Complete HIV treatment regimens that combine two NRTIs and one NNRTI in one pill taken once a day are available for convenience; these include Atripla (efavirenz/TDF/FTC), Complera (rilpivirine/TDF/FTC), Odefsey (rilpivirine/TAF/FTC), and doravirine/TDF/lamivudine (Delstrigo).
Protease inhibitors (PIs) interrupt virus replication at a later step in the HIV life cycle, preventing cells from producing new viruses. Currently, these include ritonavir (Norvir), darunavir (Prezista), and atazanavir (Reyataz). Using PIs with NRTIs reduces the chances that the virus will become resistant to medications. Atazanavir and darunavir are available in combination with cobicistat as atazanavir/cobicistat (Evotaz) and darunavir/cobicistat (Prezcobix). Cobicistat and ritonavir inhibit the breakdown of other drugs, so they are used as boosters to reduce the number of pills needed. A PI-based one-pill regimen is darunavir/cobicistat/TAF/FTC (Symtuza).
Older PIs no longer commonly used due to pill burden and side effects include lopinavir and ritonavir combination (Kaletra), saquinavir(Invirase), indinavir sulphate (Crixivan), fosamprenavir (Lexiva), tipranavir (Aptivus), and nelfinavir (Viracept).
Fusion and entry inhibitors are agents that keep HIV from entering human cells. Enfuvirtide (Fuzeon/T20) was the first drug in this group and was given in injectable form like insulin. Maraviroc (Selzentry) can be given by mouth and is used in combination with other ARTs.
Integrase strand transfer inhibitors (integrase inhibitors or integrases, INSTIs) stop HIV genes from becoming incorporated into the human cell’s DNA and are very well tolerated.
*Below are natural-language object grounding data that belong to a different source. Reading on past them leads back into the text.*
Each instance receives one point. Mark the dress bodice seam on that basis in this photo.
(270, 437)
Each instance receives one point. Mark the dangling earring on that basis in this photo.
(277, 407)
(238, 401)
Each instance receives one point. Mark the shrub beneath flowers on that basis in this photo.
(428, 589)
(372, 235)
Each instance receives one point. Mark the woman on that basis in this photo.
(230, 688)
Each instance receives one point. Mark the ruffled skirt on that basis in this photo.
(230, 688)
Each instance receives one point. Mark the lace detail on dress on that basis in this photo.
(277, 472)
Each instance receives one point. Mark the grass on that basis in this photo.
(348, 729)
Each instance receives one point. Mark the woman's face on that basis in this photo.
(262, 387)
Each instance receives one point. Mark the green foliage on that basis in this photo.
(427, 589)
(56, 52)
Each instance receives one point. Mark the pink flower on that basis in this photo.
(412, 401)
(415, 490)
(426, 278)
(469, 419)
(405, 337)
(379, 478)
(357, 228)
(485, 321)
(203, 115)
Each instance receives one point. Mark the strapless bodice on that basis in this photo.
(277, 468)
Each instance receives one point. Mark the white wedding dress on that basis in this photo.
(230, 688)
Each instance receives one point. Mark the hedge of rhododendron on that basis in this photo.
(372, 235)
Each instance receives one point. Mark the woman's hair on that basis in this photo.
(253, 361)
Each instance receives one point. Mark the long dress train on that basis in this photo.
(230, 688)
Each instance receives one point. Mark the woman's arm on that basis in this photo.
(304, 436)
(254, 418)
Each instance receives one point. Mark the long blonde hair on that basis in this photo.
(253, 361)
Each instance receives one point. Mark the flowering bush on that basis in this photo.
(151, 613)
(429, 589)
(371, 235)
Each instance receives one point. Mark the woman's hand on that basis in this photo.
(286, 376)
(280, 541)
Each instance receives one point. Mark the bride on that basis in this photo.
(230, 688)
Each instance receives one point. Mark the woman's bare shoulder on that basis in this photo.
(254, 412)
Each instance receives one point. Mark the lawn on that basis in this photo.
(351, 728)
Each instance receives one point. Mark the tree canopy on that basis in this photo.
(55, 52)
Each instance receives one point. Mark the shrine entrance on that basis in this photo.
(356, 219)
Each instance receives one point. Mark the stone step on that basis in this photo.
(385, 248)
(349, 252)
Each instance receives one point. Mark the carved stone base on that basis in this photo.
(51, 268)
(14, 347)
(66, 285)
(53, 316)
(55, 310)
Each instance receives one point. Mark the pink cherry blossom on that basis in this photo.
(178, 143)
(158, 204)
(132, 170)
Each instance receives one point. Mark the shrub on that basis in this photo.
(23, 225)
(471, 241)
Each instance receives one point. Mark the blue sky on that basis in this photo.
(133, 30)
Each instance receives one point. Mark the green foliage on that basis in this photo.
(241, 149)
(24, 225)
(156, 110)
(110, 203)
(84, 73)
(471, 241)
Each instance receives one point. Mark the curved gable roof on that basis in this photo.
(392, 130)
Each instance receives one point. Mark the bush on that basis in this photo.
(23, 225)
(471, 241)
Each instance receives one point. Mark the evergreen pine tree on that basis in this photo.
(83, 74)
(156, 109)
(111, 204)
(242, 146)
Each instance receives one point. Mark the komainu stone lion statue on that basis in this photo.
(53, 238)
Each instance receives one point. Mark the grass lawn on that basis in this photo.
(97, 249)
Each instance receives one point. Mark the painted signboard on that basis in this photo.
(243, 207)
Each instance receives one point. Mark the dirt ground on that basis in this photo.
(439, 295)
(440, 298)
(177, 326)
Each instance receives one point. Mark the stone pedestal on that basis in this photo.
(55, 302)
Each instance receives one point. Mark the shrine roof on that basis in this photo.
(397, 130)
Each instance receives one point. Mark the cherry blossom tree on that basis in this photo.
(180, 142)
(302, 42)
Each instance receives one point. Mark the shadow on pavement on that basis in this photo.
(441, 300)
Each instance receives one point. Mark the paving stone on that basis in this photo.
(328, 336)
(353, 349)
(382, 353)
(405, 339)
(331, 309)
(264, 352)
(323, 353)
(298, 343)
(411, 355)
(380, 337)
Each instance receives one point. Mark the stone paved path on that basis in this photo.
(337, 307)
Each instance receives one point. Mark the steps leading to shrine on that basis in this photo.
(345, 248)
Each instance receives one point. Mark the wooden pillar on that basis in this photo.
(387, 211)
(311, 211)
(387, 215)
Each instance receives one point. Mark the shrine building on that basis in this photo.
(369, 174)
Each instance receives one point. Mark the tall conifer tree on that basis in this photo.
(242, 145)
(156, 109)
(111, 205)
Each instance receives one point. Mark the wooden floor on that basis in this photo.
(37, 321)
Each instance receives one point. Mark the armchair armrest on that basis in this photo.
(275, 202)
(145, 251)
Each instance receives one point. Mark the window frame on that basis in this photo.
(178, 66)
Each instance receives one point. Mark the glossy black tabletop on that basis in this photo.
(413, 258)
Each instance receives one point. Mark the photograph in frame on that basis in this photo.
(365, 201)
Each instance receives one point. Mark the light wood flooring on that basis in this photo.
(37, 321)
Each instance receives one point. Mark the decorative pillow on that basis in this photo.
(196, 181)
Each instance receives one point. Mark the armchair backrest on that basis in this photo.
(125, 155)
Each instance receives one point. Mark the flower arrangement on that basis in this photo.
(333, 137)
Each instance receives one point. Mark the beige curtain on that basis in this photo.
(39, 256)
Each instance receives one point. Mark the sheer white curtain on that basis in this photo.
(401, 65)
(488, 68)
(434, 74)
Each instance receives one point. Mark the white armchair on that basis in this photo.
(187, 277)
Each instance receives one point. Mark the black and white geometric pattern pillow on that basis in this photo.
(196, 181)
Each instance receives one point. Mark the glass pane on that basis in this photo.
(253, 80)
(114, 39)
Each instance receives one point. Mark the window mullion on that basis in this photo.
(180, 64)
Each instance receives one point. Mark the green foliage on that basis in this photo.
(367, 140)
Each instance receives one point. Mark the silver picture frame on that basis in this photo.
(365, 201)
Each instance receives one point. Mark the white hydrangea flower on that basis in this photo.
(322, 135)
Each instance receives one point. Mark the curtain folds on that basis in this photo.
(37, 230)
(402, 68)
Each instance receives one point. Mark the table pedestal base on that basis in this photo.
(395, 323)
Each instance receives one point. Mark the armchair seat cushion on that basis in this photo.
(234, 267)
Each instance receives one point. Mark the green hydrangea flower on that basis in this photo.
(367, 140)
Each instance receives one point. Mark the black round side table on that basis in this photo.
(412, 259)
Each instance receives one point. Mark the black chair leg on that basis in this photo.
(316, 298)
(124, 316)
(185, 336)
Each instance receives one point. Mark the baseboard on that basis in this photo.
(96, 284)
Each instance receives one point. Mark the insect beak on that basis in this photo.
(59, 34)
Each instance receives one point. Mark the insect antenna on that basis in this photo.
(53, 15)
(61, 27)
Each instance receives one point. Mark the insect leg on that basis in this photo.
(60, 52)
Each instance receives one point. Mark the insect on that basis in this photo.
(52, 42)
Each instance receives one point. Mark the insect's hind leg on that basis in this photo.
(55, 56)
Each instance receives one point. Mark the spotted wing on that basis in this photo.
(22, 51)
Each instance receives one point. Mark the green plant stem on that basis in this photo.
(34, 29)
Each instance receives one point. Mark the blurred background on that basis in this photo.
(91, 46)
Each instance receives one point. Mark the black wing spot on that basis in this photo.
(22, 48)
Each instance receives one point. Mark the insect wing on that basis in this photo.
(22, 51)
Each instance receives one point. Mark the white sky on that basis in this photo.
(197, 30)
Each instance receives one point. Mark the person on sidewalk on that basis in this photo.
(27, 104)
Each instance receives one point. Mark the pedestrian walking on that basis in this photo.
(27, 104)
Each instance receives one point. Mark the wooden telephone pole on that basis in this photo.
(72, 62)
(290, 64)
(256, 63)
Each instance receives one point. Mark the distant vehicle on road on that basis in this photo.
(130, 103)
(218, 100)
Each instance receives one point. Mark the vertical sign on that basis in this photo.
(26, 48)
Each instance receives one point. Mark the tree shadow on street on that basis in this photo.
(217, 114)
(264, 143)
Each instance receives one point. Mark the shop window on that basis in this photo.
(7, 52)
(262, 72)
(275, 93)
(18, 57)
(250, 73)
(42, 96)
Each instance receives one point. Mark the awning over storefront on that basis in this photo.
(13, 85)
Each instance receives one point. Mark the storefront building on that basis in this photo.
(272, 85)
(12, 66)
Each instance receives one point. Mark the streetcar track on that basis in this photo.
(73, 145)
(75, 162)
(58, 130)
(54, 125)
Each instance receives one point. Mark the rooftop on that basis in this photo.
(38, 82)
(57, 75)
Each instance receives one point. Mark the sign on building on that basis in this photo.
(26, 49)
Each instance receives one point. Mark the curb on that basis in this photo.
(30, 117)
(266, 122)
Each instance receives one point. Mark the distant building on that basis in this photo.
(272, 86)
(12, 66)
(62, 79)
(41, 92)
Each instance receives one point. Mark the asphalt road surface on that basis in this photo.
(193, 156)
Raltegravir (Isentress) was the first drug in this class. Elvitegravir is part of two fixed-dose combinations (elvitegravir/cobicistat/TDF/FTC, Stribild) and (elvitegravir/cobicistat/TAF/FTC, Genvoya) taken as one pill once daily. Dolutegravir (Tivicay) is also available in a once-daily combination pill with two NRTIs, abacavir and lamivudine, called Triumeq. The newest INSTI is available in a one-pill combination as Biktarvy (biktegravir/TAF/FTC).
An INSTI/NNRTI combination is available as Juluca (dolutegravir/rilpivirine) and can be used to replace a three-drug regimen after six months of successful suppression of HIV virus that has no resistance.
ART may have a variety of side effects depending on the type of drug. An expert in infectious diseases and HIV treatment should be consulted if the patient needs concomitant treatment for opportunistic infections, hepatitis B, or hepatitis C. Some medications used to treat these conditions will negatively interact with ART drugs.
Birth defects are associated with both efavirenz and dolutegravir. Both should be avoided for PEP or treating HIV-infected women of childbearing age who are not using effective birth control.
HIV PREVENTION STRATEGIES:
- Abstain from oral, vaginal, and anal sex.
- Have sex with a single partner who is known to be uninfected.
- Use condoms the right way every time you have sex.
- Do not inject street drugs.
- If you do inject drugs, never share your needles or works. Use only sterile needles.
- Use sterile water to fix drugs.
- Clean skin with a new alcohol swab before injecting.
- Be careful not to get someone else’s blood on your hands or your needle or works. ETC.